Detik berikutnya, Luna terkekeh sendiri menyadari kebodohannya yang berbicara pada bulan.
"Bodohnya aku, tentu saja kau tidak kesepian. Kau ditemani banyak bintang di sekitarmu. Tidak sepertiku, aku tidak punya siapa-siapa.
Teman-temanku sibuk dengan pasangan mereka. Bulan, jawab aku. Kapan aku akan bertemu dengan pasanganku?"
Luna menunduk, air matanya mulai menetes membasahi pipinya. Luna terisak, dia menangis di bawah sinar rembulan seorang diri. Menangisi tentang kesialannya hari ini, menangisi tentang fakta bahwa dia adalah gadis yang kesepian.
Luna kesepian, sangat. Dia merindukan kasih sayang, dia juga ingin merasakan kebahagiaan seperti teman-temannya. Luna terus menangis, sampai seseorang datang dari belakangnya.
"Luna!" seseorang berteriak dari belakang.
Sontak Luna berbalik. "Kak Nevy?"
"Iya, ini aku. Tunggu, kenapa kau menangis? Apa kau putus cinta?" goda Nevy. Sontak Luna menyeka air matanya.
"Aku tidak menangis. Aku baik-baik saja. Kenapa kakak jalan sendiri? Ini sudah pukul 1 pagi. Kak Jay mana?" tanya Luna seraya menengok ke belakang Nevy mencari keberadaan Jay.
"Jay sudah pulang, dia mengantarku sampai di depan gang. Sepertinya dia buru-buru. Lalu kau? Kenapa kau disini sendirian?"
"Aku baru datang dari pesta pernikahan Erin, ayo kak sebaiknya kita pulang sekarang." ajak Luna.
"Ayo." Nevy merangkul bahu Luna lalu berjalan ke gedung apartemen mereka.
Apartemen mereka ada di gedung yang sama. Sudah hal biasa bagi Luna berjalan bersama Nevy seperti ini. Nevy dan Luna sering pulang malam. Mereka adalah tetangga.

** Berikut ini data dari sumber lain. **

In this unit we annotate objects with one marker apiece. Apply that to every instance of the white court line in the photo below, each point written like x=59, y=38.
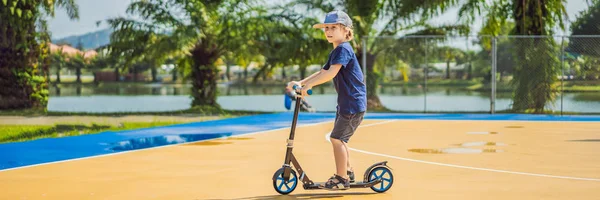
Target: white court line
x=459, y=166
x=131, y=151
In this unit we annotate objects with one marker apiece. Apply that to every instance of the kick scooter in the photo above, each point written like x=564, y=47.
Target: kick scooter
x=378, y=176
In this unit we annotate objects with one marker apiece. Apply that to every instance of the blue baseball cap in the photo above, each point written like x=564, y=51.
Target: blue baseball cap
x=335, y=17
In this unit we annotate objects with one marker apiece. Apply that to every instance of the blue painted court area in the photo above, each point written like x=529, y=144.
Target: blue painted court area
x=40, y=151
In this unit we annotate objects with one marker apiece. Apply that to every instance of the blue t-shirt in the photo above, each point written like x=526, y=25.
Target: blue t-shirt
x=348, y=82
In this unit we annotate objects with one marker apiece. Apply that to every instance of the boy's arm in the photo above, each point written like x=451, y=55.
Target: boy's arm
x=323, y=76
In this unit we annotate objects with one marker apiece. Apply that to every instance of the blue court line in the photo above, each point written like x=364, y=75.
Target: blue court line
x=20, y=154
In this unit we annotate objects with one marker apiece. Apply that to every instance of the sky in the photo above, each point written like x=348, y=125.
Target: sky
x=91, y=11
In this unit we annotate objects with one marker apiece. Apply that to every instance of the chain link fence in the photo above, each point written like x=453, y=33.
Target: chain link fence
x=485, y=74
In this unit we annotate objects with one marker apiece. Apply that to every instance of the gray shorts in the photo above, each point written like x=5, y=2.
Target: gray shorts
x=345, y=125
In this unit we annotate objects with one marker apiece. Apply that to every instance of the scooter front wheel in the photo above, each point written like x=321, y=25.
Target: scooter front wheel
x=387, y=179
x=282, y=186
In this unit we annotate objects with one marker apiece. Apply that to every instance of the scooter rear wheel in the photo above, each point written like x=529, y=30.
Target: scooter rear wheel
x=386, y=176
x=283, y=187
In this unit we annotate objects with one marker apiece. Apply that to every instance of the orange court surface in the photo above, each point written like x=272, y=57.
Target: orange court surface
x=430, y=159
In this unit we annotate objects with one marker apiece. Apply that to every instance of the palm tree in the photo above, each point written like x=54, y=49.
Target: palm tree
x=24, y=47
x=197, y=32
x=396, y=15
x=535, y=73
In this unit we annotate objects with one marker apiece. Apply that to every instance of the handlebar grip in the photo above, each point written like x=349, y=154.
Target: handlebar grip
x=309, y=92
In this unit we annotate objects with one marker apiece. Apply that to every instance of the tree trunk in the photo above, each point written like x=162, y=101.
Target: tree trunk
x=154, y=73
x=260, y=72
x=117, y=74
x=58, y=74
x=204, y=76
x=78, y=73
x=447, y=69
x=302, y=72
x=175, y=74
x=227, y=71
x=283, y=76
x=470, y=72
x=536, y=72
x=21, y=57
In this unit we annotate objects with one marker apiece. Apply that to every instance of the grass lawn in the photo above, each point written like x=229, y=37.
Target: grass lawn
x=18, y=133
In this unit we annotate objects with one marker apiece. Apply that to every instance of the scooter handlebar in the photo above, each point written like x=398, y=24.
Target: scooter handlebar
x=298, y=88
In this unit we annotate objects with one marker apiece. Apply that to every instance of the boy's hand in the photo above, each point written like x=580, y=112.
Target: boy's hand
x=304, y=91
x=291, y=84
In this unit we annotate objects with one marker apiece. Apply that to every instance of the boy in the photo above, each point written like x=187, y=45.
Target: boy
x=342, y=66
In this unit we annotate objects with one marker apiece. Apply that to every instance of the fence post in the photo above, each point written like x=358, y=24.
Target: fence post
x=426, y=74
x=493, y=76
x=364, y=61
x=562, y=73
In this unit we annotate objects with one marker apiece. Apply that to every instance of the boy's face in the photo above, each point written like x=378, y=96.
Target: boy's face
x=335, y=33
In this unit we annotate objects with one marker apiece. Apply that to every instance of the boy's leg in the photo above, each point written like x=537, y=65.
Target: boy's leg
x=341, y=157
x=348, y=166
x=344, y=128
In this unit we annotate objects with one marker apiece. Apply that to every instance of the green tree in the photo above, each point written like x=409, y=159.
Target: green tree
x=395, y=15
x=24, y=51
x=537, y=66
x=197, y=32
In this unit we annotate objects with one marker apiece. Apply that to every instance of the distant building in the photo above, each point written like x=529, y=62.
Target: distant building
x=70, y=51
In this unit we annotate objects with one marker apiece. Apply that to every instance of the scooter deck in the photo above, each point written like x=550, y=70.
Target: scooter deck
x=316, y=186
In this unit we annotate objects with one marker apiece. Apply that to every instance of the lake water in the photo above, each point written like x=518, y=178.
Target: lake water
x=158, y=97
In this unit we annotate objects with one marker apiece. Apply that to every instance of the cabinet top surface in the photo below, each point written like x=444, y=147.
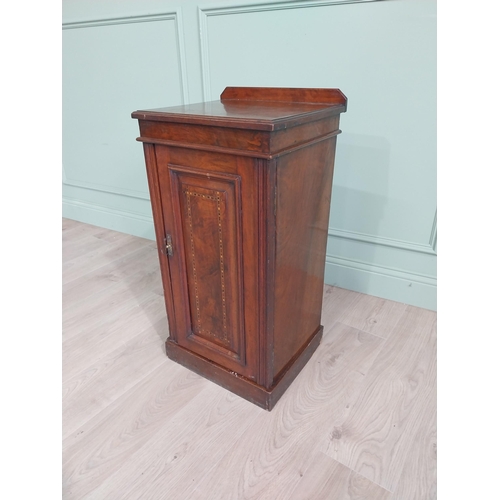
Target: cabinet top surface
x=254, y=108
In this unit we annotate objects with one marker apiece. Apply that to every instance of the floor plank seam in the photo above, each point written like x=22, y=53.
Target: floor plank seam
x=119, y=263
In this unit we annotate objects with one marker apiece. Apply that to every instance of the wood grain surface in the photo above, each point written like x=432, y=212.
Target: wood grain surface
x=359, y=422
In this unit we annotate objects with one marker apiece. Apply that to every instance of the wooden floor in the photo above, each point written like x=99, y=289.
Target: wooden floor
x=359, y=422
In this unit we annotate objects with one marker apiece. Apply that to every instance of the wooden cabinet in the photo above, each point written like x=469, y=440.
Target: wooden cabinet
x=240, y=191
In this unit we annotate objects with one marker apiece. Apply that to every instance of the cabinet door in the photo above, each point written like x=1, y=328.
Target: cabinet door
x=202, y=208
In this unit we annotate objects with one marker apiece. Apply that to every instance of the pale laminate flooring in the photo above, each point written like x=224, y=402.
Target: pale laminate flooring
x=359, y=422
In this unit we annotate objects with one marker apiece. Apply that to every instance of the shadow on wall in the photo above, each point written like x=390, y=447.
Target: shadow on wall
x=359, y=200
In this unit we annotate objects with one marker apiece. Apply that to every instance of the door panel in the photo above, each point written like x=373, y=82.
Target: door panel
x=203, y=214
x=209, y=219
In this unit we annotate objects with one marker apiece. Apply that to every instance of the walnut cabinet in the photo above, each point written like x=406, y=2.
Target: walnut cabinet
x=240, y=191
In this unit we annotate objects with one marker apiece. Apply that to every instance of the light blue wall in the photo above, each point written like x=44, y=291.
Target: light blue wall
x=121, y=56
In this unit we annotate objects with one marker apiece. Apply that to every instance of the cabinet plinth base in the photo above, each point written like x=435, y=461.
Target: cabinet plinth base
x=240, y=385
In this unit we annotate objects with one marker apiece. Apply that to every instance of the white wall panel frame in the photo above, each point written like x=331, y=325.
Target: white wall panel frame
x=176, y=17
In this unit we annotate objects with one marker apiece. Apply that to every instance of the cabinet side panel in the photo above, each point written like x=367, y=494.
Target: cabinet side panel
x=304, y=186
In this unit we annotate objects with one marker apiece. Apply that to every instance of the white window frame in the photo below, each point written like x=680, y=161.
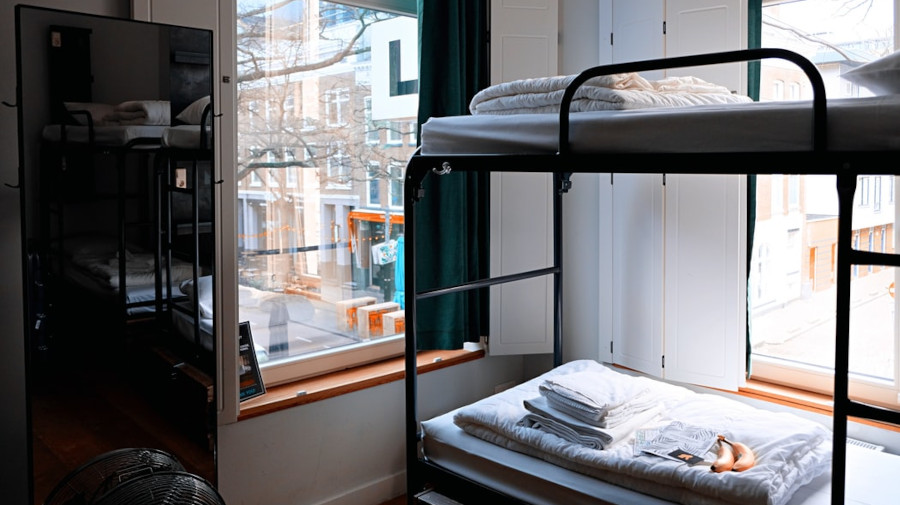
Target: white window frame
x=314, y=363
x=395, y=184
x=336, y=101
x=374, y=166
x=821, y=380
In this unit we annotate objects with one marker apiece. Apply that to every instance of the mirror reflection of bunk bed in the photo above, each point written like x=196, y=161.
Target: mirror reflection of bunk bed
x=495, y=451
x=114, y=115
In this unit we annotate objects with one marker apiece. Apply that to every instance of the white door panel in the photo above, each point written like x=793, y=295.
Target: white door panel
x=705, y=286
x=638, y=271
x=706, y=26
x=638, y=32
x=524, y=44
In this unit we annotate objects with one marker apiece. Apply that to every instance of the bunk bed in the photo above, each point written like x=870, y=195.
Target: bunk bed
x=97, y=187
x=503, y=466
x=184, y=171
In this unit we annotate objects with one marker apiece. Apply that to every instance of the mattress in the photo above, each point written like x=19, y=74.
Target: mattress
x=871, y=475
x=135, y=294
x=182, y=137
x=109, y=136
x=486, y=441
x=184, y=326
x=865, y=124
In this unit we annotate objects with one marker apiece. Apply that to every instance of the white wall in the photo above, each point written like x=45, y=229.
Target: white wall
x=347, y=450
x=587, y=317
x=14, y=466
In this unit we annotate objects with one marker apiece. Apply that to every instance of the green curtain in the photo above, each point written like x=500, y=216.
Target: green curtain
x=452, y=220
x=754, y=36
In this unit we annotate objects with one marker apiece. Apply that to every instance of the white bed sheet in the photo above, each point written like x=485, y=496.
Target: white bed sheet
x=134, y=293
x=115, y=136
x=869, y=123
x=871, y=475
x=182, y=136
x=791, y=451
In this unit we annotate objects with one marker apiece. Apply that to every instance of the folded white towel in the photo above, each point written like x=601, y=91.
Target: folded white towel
x=543, y=417
x=609, y=418
x=610, y=92
x=140, y=112
x=593, y=395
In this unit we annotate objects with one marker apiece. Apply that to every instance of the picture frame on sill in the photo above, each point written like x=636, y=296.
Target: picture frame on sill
x=250, y=378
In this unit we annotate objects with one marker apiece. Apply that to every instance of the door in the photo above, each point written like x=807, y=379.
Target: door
x=524, y=44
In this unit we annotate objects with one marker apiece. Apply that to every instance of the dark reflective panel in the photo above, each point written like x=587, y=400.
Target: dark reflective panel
x=115, y=130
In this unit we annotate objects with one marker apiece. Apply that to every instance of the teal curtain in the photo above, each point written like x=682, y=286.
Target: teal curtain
x=754, y=41
x=452, y=219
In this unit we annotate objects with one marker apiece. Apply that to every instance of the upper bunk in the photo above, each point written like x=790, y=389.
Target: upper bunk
x=844, y=138
x=771, y=137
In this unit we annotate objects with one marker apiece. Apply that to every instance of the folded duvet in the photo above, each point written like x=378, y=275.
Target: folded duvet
x=611, y=92
x=139, y=112
x=790, y=450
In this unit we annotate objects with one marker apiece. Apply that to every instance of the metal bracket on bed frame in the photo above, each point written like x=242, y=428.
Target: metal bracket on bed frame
x=565, y=182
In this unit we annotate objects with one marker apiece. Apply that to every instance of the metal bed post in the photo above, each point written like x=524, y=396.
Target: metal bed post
x=411, y=195
x=846, y=187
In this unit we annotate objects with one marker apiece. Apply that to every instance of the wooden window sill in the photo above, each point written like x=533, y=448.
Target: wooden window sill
x=804, y=400
x=285, y=396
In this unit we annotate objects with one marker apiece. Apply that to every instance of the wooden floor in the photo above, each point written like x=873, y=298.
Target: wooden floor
x=83, y=407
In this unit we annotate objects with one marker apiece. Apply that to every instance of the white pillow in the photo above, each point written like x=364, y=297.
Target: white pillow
x=98, y=111
x=203, y=293
x=881, y=76
x=193, y=113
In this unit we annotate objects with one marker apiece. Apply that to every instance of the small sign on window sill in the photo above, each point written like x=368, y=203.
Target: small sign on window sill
x=250, y=379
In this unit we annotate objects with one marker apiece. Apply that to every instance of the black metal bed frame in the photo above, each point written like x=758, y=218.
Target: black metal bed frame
x=846, y=165
x=167, y=187
x=142, y=147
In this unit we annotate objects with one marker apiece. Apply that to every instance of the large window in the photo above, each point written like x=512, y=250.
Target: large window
x=316, y=238
x=793, y=292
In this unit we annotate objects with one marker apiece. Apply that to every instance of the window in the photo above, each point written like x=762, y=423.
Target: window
x=335, y=106
x=876, y=194
x=862, y=190
x=395, y=133
x=374, y=183
x=778, y=90
x=314, y=262
x=396, y=185
x=793, y=326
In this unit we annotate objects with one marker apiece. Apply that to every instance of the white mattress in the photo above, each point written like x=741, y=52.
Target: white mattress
x=870, y=123
x=182, y=137
x=871, y=475
x=115, y=136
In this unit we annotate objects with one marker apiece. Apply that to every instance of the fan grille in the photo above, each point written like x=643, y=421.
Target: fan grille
x=163, y=488
x=107, y=471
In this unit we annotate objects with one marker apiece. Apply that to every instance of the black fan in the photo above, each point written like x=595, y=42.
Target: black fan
x=160, y=488
x=105, y=472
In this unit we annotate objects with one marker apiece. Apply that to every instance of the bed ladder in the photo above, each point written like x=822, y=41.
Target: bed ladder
x=847, y=257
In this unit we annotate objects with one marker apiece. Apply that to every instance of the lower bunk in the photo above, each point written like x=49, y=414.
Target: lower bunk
x=526, y=452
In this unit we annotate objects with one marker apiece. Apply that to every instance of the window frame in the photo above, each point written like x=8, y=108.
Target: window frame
x=873, y=390
x=359, y=354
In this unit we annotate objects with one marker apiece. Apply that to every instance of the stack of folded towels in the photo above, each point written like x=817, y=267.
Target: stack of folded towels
x=591, y=409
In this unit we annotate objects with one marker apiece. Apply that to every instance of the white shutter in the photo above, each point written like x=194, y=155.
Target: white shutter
x=638, y=32
x=705, y=293
x=192, y=13
x=638, y=271
x=524, y=43
x=605, y=29
x=705, y=26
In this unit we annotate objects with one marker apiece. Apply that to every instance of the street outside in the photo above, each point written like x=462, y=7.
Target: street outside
x=804, y=329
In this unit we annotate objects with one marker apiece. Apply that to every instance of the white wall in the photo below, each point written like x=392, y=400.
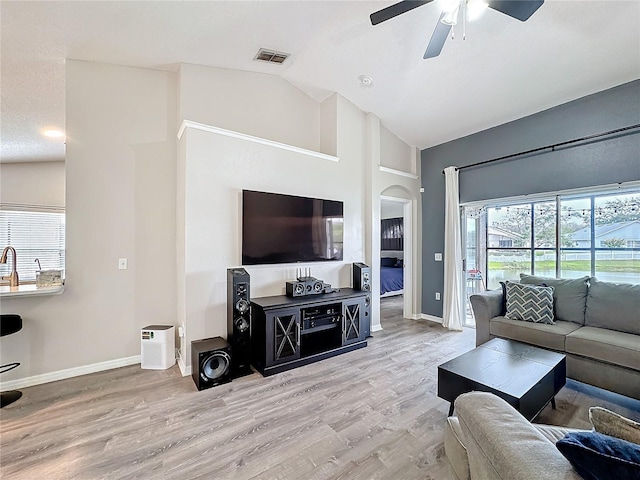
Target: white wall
x=32, y=183
x=134, y=191
x=257, y=104
x=394, y=153
x=403, y=185
x=120, y=202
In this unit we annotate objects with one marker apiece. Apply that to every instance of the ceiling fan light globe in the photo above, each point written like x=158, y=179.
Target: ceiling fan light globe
x=449, y=6
x=475, y=9
x=450, y=18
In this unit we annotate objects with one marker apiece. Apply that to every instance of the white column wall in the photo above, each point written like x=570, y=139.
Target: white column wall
x=120, y=202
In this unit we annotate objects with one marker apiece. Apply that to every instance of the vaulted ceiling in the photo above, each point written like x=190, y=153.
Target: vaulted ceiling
x=504, y=69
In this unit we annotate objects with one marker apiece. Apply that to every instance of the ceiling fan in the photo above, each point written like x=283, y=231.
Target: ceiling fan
x=520, y=9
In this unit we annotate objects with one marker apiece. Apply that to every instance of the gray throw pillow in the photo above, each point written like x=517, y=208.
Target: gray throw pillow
x=614, y=306
x=610, y=423
x=569, y=295
x=530, y=303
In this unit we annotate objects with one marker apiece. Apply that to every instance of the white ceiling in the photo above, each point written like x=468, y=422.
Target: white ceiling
x=505, y=69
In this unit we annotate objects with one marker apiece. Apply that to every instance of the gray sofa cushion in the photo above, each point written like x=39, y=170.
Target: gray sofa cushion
x=502, y=444
x=542, y=335
x=615, y=306
x=607, y=345
x=569, y=295
x=553, y=433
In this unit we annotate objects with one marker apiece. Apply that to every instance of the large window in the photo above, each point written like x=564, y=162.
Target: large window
x=566, y=236
x=35, y=233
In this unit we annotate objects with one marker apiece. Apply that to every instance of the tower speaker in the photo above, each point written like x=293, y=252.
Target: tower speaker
x=239, y=320
x=210, y=362
x=361, y=277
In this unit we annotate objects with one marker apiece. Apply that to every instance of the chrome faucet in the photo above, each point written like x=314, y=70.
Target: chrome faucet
x=13, y=277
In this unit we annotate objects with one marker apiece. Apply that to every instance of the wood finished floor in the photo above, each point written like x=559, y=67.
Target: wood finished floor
x=368, y=414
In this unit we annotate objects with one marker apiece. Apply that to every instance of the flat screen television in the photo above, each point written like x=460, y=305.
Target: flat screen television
x=279, y=228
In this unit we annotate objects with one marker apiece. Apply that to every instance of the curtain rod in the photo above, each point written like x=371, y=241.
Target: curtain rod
x=552, y=147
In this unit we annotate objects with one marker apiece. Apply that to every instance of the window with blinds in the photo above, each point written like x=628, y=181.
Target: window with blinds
x=35, y=234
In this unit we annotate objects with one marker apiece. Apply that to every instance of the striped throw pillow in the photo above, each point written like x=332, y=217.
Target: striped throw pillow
x=531, y=303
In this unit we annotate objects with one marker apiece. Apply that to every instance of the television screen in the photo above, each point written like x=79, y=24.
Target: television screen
x=279, y=228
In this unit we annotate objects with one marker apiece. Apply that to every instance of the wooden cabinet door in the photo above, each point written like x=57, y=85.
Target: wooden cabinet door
x=353, y=318
x=284, y=336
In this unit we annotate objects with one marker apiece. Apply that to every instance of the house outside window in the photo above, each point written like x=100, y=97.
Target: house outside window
x=565, y=236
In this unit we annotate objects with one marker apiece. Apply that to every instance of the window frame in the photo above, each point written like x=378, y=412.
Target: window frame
x=52, y=258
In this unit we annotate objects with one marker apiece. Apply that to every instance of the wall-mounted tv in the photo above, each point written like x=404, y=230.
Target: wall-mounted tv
x=279, y=228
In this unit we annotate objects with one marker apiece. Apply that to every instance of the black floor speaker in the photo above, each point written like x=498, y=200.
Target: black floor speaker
x=210, y=362
x=239, y=320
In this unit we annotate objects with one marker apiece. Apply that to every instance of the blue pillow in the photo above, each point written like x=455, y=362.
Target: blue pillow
x=599, y=457
x=388, y=261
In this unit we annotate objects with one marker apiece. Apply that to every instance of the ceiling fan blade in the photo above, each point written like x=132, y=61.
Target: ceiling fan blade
x=438, y=38
x=520, y=9
x=395, y=10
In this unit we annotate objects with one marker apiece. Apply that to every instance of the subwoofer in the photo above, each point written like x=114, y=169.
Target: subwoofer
x=210, y=362
x=239, y=320
x=361, y=277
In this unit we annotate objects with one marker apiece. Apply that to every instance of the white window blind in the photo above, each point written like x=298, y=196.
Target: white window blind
x=34, y=234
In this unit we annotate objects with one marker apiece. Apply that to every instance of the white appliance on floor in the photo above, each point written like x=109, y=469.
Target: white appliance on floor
x=158, y=347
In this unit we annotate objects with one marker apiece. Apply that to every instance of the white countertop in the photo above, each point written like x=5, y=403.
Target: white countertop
x=29, y=290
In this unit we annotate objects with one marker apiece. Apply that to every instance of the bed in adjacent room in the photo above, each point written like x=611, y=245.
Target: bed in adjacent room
x=391, y=276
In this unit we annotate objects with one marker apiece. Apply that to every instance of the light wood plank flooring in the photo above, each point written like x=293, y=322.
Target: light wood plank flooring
x=372, y=413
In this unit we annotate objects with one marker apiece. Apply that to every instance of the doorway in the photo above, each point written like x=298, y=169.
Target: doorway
x=395, y=255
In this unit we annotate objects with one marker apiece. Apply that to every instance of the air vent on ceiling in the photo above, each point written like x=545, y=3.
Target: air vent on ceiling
x=271, y=56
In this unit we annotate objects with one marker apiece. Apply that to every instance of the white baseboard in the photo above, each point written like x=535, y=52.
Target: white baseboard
x=431, y=318
x=69, y=373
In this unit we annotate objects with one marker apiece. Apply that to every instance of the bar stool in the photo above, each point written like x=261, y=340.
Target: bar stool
x=9, y=323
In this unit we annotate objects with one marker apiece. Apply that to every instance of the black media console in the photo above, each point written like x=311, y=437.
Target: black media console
x=290, y=332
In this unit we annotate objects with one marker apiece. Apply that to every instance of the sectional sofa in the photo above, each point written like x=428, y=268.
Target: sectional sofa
x=596, y=325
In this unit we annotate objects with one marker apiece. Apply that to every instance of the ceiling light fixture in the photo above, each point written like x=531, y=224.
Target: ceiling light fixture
x=53, y=133
x=471, y=10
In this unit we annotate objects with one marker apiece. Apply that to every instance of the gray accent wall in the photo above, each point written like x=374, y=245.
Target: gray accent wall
x=598, y=162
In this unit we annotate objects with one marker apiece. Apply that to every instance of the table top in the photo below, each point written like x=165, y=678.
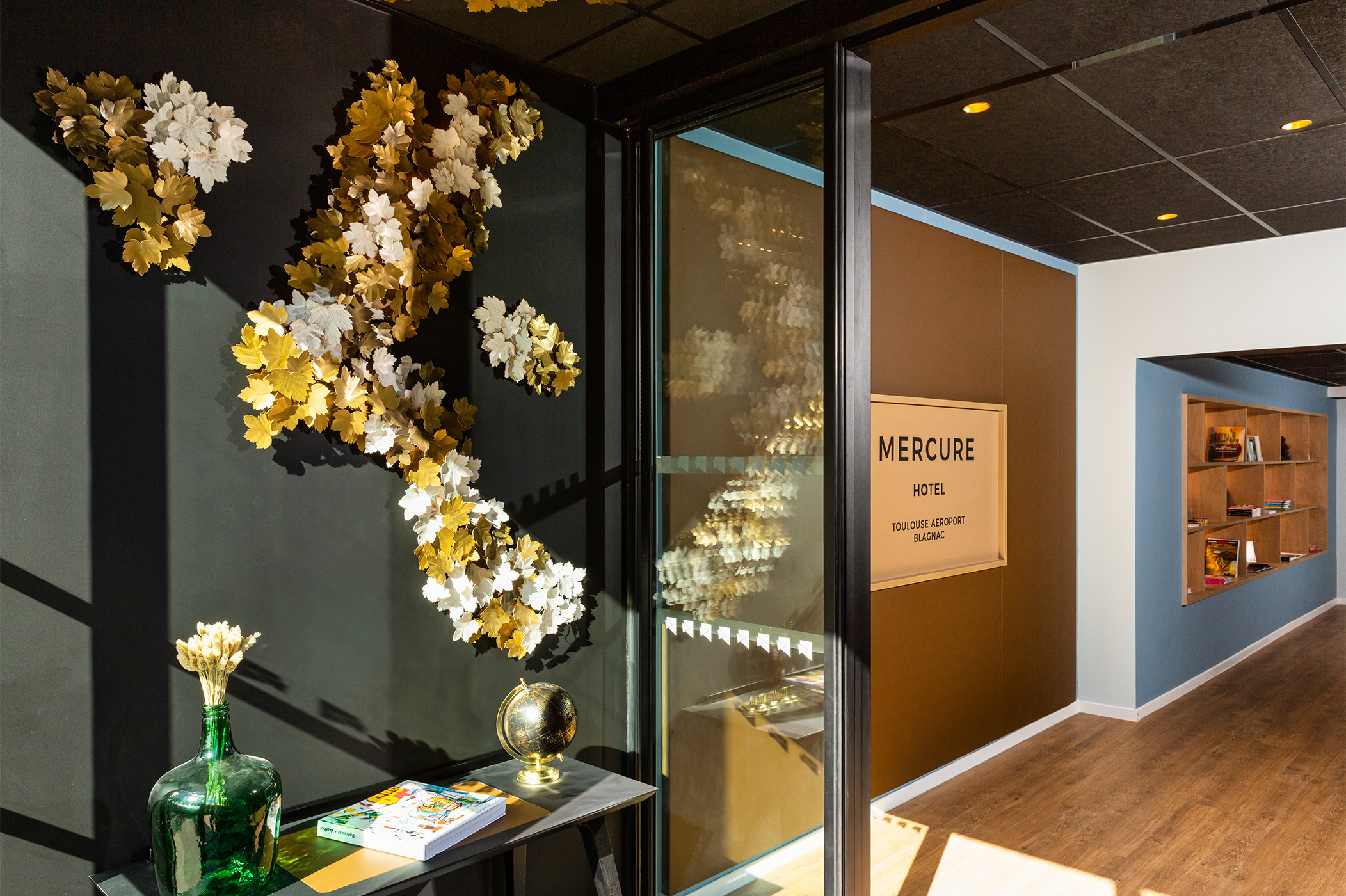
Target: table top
x=582, y=794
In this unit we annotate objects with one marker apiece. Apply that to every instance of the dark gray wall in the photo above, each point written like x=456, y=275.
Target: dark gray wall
x=132, y=506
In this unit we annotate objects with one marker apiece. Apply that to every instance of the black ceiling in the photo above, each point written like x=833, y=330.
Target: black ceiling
x=1325, y=365
x=1080, y=163
x=1116, y=111
x=597, y=42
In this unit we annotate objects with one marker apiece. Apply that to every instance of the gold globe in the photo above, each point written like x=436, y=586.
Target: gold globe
x=534, y=724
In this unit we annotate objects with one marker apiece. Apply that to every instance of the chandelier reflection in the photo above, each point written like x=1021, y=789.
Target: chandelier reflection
x=773, y=261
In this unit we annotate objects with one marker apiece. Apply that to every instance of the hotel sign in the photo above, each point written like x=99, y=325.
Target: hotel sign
x=937, y=489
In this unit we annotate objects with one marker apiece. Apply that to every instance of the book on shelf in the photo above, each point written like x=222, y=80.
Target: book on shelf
x=1221, y=557
x=412, y=820
x=1226, y=444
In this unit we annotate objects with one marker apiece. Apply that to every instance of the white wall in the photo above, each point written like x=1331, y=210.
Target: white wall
x=1265, y=294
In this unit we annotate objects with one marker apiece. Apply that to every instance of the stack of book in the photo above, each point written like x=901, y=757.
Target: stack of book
x=412, y=820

"Enak ya jadi cantik?" gumam Luna.
"Apa yang kau bilang apa tadi?"
"Eh. Tidak kak. Sudah lupakan saja, tidak penting." Luna mengibaskan tangannya.
"Lun, kau kira aku tuli? Aku mendengar ucapmu tadi. Kau mengatakan enak jadi cantik bukan?"
"Tidak kak, aku tidak mengatakan apa-apa." Sanggah Luna panik sambil mengibas-ngibaskan tangannya di depan wajah.
"Sudah, kau tidak usah berbohong lagi. Kau masih saja seperti ini. Selalu iri dengan orang lain. Sebegitu inginnya kau jadi menjadi cantik?"
"E..." Luna meragu.
"Dengar," Nevy mendekatkan tubuhnya ke arah Luna lalu merangkul pundaknya.
"Menjadi cantik itu tidak seindah yang kau bayangkan. Kau tidak tau bagaimana kekawatiran mereka ketika banyak orang-orang mencurigakan yang memandangnya penuh gairah. Orang cantik tak seindah yg kau pikirkan. Berhenti memikirkan yang tidak-tidak."
"Baiklah."
*
Sesampainya di dalam apartemen, ternyata Luna masih memikirkan hal tadi. Dia bahkan tidak bisa tidur. Bayangan Erin dan Tomas yang baru saja menikah masih terbayang di kepalanya. Senyuman lebar yang dipancarkan Erin saat memeluk suaminya begitu bahagia. Ditambah dengan perut buncitnya yang sedang mengandung anak mereka. Membuat Luna semakin iri.
Luna menghempaskan tubuhnya ke sofa. Dia lelah dengan kegiatannya hari ini, ditambah kesialan yang dia alami. Gaunnya ia lempar sembarang, lalu ia membuka semua pakaiannya. Sepertinya Rose tidak pulang malam ini. Luna pun mengunci pintu apartemennya lalu kembali duduk di sofa. Dengan malas Luna menghidupkan TV nya. Mencoba mencari hiburan untuk mengembalikan moodnya.
"Lelah sekali." TV yang ia nyalakan tidak dipedulikan oleh Luna.